Kürzlich postete1 die Wirtschaftswissenschaftlerin Emily Oster von der Brown University eine Untersuchung ihres Kollegen John Friedman, die zeigt, wie wesentlich die nächsten Monate und Jahre unseres Unterrichtslebens sein werden. Friedman entnahm der Online‐Mathematikplattform Zearn Daten zum Fortschritt der Schüler, übertrug sie in eine Grafik (siehe Abbildung 1, Einleitung) und schlüsselte sie nach Einkommenshöhe auf.
Einleitung, Abb. 1: Fortschritt der Schüler bei Zearn, nach Einkommenshöhe gestaffelt (Klassen, die Zearn vor dem Shutdown verwendet haben)
Die Zahlen basieren darauf, wie Schüler, die schon Erfahrung mit Online‐Lernen hatten, durch das Erreichen von Punkten auf der Zearn‐Plattform Fortschritte machten.

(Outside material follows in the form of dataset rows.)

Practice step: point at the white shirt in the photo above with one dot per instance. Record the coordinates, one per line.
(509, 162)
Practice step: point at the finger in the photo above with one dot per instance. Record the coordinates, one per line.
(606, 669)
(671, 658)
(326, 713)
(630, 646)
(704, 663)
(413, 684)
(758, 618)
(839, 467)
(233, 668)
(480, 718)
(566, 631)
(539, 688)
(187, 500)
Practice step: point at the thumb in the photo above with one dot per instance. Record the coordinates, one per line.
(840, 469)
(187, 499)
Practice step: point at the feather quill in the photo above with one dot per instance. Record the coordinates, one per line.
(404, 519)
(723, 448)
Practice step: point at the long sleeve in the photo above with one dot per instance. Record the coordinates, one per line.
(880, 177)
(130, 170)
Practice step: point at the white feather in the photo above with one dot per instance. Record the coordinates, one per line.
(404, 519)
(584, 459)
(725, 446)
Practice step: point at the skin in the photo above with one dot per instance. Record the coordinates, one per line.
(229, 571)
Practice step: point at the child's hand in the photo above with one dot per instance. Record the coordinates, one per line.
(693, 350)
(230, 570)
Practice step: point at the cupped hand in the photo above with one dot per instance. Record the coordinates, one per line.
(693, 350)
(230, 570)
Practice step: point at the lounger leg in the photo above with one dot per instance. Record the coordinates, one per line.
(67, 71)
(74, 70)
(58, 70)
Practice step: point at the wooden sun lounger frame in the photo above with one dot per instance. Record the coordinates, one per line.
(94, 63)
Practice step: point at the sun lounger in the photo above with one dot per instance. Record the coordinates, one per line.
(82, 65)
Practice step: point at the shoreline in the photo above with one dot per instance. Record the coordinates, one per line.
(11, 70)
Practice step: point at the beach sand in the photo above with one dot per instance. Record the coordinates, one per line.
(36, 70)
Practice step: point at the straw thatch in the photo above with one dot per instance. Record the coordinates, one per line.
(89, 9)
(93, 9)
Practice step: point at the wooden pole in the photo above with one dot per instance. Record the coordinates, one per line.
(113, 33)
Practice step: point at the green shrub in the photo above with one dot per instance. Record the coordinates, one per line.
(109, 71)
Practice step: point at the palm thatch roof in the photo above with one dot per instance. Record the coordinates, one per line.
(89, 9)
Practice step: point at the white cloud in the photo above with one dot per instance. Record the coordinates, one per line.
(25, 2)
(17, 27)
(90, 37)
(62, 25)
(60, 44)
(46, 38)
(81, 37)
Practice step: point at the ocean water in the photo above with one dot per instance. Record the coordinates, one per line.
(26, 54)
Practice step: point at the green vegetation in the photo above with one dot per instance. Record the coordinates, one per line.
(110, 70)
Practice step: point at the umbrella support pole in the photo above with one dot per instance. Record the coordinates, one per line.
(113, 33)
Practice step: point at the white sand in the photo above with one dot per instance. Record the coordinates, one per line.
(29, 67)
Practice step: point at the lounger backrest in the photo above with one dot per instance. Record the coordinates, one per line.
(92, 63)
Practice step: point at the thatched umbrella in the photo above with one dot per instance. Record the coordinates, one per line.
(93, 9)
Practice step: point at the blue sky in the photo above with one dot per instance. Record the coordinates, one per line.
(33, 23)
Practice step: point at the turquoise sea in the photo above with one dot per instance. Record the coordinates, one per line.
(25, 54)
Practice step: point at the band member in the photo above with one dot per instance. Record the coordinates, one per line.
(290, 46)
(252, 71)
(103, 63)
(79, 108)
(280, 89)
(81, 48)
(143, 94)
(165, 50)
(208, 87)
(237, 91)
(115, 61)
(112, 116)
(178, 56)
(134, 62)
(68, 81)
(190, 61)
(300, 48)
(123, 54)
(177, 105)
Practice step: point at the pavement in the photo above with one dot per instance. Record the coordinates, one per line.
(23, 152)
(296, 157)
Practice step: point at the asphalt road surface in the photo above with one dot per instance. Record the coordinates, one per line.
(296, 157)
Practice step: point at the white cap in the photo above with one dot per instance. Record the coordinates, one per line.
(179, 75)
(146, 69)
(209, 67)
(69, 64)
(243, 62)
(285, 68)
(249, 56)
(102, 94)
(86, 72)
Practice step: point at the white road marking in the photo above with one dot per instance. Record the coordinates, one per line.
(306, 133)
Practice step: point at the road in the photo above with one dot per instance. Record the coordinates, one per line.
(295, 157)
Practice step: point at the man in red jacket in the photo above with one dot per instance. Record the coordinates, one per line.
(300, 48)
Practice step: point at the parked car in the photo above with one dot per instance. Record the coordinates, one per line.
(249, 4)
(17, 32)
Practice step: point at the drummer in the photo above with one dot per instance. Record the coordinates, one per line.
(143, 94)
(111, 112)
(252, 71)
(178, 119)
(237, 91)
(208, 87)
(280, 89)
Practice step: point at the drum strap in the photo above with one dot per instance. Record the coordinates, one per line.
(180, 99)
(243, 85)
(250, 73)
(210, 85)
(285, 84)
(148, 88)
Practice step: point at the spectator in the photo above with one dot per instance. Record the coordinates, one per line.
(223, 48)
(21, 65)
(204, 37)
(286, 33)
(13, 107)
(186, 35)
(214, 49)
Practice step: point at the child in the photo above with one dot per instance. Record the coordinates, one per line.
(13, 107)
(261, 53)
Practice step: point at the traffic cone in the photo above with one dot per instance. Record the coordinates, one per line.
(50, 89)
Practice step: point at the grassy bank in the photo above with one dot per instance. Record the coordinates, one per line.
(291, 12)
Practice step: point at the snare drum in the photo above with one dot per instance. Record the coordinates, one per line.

Das ist ein unzureichender Maßstab – einerseits gehört viel Selbststudium mit vorab produziertem Material (asynchrones Lernen) dazu, im Gegensatz zum Interagieren mit einem Lehrer via Live‐Übertragung (synchrones Lernen); andererseits sind das Zahlen von Schülern, die schon ausgiebig auf diese Weise gelernt hatten, also von Schülern, für die der Umstieg auf Online‐Unterricht wahrscheinlich eine viel kleinere Veränderung war als für andere. Die erreichten Punkte sind sicher kein idealer Maßstab fürs Lernen, aber sie zeigen sehr deutlich, wie es viele Schüler messbar beeinflusst hat, nicht im Klassenraum zu sein – und durch Aufschlüsselung nach Einkommen können mögliche Ungleichheiten und Unterschiede erkannt werden. So gesehen sind diese Daten erschütternd.
»Sogar Schüler aus den besten Gegenden – mit höherem Durchschnittseinkommen – haben zehn Prozent an Punkten verloren«, schrieb Oster, »und das hat sich anscheinend in den letzten Wochen noch verschlimmert. Für Schüler aus Gegenden mit mittlerem oder niedrigem Einkommen sind die Ergebnisse ein Desaster. Ihre erreichten Punkte sind um 60 Prozent gefallen. Das heißt, Kinder aus diesen Gegenden kommen mit dem Stundenplan nicht einmal halb so schnell voran wie zu Zeiten, in denen sie in der Schule waren«.
Die Situation ist akut, aber wir sind der Ansicht, dass für das Lösen der großen Probleme unsere Bereitschaft nicht unwesentlich ist, uns auf die »kleinen« Fertigkeiten zu fokussieren – um das zu verbessern, was wir als Lehrer jeden Tag tun.